The story of cancer was long seen as a single narrative: a cell acquires genetic mutations, starts to divide uncontrollably and then spreads.
But in recent years, this tale has become more complex. Scientists are increasingly aware that a tumor’s microenvironment — its surrounding healthy cells, including fibroblasts that form connective tissues, as well as blood vessels and immune cells — are more than just innocent bystanders, they actively contribute to the developing tumor and can play a role in encouraging its growth or keeping it at bay.
To better understand the role of the tumor microenvironment, scientists have been working in recent years to develop cell culturing techniques that can grow cells in 3-D using scaffolding matrices. The traditional 2-D models that grow cancer cells in a flat, plastic dish do not capture this biological complexity. While several 3-D models have been widely used in the field, scientists, until recently, were unable to create a 3-D model for a hard-to-treat subtype of lung cancer known as squamous cell carcinoma. This discovery gave us the unique opportunity to study how a tumor cell’s genetic mutations as well as changes in the tumor microenvironment could affect tissue architecture and promote or inhibit the development of lung cancer.
This discovery gave us the unique opportunity to study how a tumor cell’s genetic mutations as well as changes in the tumor microenvironment could affect tissue architecture and promote or inhibit the development of lung cancer.
But now a team of Pfizer scientists have developed a novel 3-D model for lung squamous carcinoma (LUSC), which has led to important insights into how these cancer cells behave and could lead to potential new treatments. “We discovered that a unique lung cancer cell line was capable of developing 3-D structures in a dish similar to lung tissue organization found inside the body,” says Dr. Kenneth Geles, a Director in the Targeted Therapeutics Discovery group, Oncology R&D at Pfizer’s Pearl River, N.Y. research site. “It’s a big leap forward because modeling human lung tumor architecture in 3-D had previously been difficult to capture outside the body,” adds Geles, who with his team, recently authored a study on this pioneering research that will be published in the Proceedings of the National Academy of Sciences.
A “living” scaffold
When cancer cells are grown in 2-D conditions they multiply uncontrollably but only grow flat. But if cells are cultivated on a “biological scaffold,” as Geles and his team did, they form 3-D structures that resemble tissues found in the human body. To create their model, Pfizer scientists took cell samples from lung cancer patients, growing them in a scaffold made of a jelly-like substance that contained a mixture of proteins, intended to mimic the typical microenvironment seen in tumors. “It not only provided structural support, but since it supplies biological instructions, it dictates information to the cancer cells, such as to divide, to self-organize or to lay dormant,” says Dr. Shuang Chen, a Postdoctoral fellow and lead author of the study who is based at Pfizer’s Pearl River, N.Y. research site.
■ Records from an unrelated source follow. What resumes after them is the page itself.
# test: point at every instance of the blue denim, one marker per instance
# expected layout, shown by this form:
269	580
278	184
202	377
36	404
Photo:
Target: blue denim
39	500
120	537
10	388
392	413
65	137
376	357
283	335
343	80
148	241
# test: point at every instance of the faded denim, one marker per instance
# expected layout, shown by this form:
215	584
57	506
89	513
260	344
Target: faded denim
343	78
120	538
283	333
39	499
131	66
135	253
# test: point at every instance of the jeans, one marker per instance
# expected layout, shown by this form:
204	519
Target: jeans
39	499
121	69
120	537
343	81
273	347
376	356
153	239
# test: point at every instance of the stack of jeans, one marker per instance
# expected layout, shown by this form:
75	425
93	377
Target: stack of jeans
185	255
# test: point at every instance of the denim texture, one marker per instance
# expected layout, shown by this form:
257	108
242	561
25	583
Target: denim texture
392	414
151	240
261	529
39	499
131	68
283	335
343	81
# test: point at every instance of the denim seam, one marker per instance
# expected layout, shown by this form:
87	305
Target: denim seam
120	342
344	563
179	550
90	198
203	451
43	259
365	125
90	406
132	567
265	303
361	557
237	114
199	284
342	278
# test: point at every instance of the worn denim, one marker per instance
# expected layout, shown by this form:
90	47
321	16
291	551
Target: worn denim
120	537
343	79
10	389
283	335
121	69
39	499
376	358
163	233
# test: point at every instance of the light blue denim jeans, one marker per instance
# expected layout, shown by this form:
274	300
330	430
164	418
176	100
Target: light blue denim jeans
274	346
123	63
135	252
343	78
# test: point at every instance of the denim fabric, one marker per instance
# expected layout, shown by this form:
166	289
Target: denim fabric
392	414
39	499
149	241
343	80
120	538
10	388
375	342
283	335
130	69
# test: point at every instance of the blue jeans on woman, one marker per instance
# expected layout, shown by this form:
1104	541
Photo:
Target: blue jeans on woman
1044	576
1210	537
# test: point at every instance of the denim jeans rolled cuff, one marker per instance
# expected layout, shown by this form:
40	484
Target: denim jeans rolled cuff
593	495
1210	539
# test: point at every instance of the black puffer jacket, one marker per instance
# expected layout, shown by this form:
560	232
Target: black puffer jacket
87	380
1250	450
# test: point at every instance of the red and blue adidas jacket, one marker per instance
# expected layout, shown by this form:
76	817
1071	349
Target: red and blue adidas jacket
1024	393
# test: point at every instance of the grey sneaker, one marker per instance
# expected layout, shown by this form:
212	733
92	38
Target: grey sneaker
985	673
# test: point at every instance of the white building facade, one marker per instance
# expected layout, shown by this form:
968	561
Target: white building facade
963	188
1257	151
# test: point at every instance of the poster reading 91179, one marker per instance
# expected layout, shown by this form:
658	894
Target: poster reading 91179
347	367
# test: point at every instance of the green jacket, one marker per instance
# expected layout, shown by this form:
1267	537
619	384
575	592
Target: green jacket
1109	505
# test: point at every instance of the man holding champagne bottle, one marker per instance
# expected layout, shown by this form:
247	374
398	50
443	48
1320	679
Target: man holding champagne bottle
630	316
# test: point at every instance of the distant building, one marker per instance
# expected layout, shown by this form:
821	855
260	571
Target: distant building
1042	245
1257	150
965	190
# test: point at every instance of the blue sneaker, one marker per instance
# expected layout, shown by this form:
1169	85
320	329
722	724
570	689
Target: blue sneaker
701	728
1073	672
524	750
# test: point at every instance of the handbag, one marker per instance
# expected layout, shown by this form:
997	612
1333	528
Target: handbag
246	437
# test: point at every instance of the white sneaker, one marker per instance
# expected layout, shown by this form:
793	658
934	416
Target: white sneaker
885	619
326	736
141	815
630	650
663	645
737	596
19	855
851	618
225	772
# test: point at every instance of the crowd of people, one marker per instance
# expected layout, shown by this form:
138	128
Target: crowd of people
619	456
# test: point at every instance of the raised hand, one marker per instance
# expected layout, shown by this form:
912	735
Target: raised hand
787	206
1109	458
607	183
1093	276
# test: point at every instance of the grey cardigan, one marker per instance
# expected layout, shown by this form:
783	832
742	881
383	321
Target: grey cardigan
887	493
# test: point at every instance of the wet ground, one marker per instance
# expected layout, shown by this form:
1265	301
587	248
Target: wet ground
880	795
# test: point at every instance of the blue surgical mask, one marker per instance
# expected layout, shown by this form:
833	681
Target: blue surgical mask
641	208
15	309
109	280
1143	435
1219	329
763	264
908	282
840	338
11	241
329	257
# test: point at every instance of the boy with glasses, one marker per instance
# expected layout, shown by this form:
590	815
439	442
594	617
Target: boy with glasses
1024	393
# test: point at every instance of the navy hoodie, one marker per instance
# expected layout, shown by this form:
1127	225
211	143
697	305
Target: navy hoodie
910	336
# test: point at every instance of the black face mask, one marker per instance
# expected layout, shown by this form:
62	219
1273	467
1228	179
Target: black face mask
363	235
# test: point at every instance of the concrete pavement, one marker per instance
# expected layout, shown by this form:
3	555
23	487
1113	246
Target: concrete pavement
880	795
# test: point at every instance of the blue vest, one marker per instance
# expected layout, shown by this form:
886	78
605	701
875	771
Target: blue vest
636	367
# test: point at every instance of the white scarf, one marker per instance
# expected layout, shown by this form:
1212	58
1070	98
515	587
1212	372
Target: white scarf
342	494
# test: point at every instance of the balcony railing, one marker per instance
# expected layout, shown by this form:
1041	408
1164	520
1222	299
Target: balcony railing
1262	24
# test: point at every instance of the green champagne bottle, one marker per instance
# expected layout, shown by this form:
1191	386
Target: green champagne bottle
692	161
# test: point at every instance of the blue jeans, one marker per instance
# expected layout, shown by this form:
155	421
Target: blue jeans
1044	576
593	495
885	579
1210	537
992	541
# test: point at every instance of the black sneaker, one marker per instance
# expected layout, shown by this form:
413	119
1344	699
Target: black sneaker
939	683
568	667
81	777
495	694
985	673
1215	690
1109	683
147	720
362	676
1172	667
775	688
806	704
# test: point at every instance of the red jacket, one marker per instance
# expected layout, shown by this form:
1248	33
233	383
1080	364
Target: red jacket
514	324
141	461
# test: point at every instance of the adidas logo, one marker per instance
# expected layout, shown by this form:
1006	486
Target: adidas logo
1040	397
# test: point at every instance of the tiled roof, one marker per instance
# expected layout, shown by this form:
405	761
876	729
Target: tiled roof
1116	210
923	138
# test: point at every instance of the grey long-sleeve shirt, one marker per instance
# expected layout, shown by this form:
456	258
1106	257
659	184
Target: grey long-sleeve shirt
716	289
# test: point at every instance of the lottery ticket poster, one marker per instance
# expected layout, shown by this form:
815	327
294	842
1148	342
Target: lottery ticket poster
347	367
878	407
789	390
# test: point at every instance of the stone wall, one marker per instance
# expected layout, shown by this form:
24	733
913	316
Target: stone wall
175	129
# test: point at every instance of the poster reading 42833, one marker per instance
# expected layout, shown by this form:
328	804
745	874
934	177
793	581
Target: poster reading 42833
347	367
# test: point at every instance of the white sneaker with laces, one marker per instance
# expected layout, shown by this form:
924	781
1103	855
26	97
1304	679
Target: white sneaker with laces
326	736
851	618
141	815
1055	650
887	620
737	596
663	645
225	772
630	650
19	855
Most of the cells grown in the scaffold followed the typical pattern of growing into disorganized clusters. But surprisingly, in one of their experimental cell culture models, the cells started to revert back to a more organized state, resembling a round, hollow cluster of cells known as acinus similar to a lung air sac. Despite their normal appearance, these cells grew continuously and were capable of forming new tumors.
By including the tumor-microenvironment components, Chen and Geles observed how these cancer cells have a high degree of plasticity—in other words, that they can morph into different states that affect their ability to survive under different conditions and multiply. “This discovery gave us the unique opportunity to study how a tumor cell’s genetic mutations as well as changes in the tumor microenvironment could affect tissue architecture and promote or inhibit the development of lung cancer,” says Chen.
Scientists will need much more research to understand what exact instructions are provided by the “living scaffold” that can reverse the aberrant behavior of the cancer cells. However, says Geles, “We’ve used this model to show that by turning on/off specific signaling pathways in the cancer cell, we could further change their behavior to grow more disorganized, thus allowing us to identify genes controlling each of these cell states.”
The team of researchers were also able to identify additional components in the tumor microenvironment that had the opposite effect and made the cancer cells more dangerous. When scientists added cancer-associated fibroblasts (CAFs) to the 3-D model, the tumor cells within the acinar-like structures grew faster and became aggressive. This complex 3D culture system now enables the scientists to screen for factors and anti-cancer agents that can prevent or halt this invasive behavior.
“Our data suggest that instead of solely targeting tumor cells in cancer therapy, targeting the dynamic and reciprocal interactions between tumor cells and the microenvironment could present the basis of new and more effective treatment options for patients,” says Chen.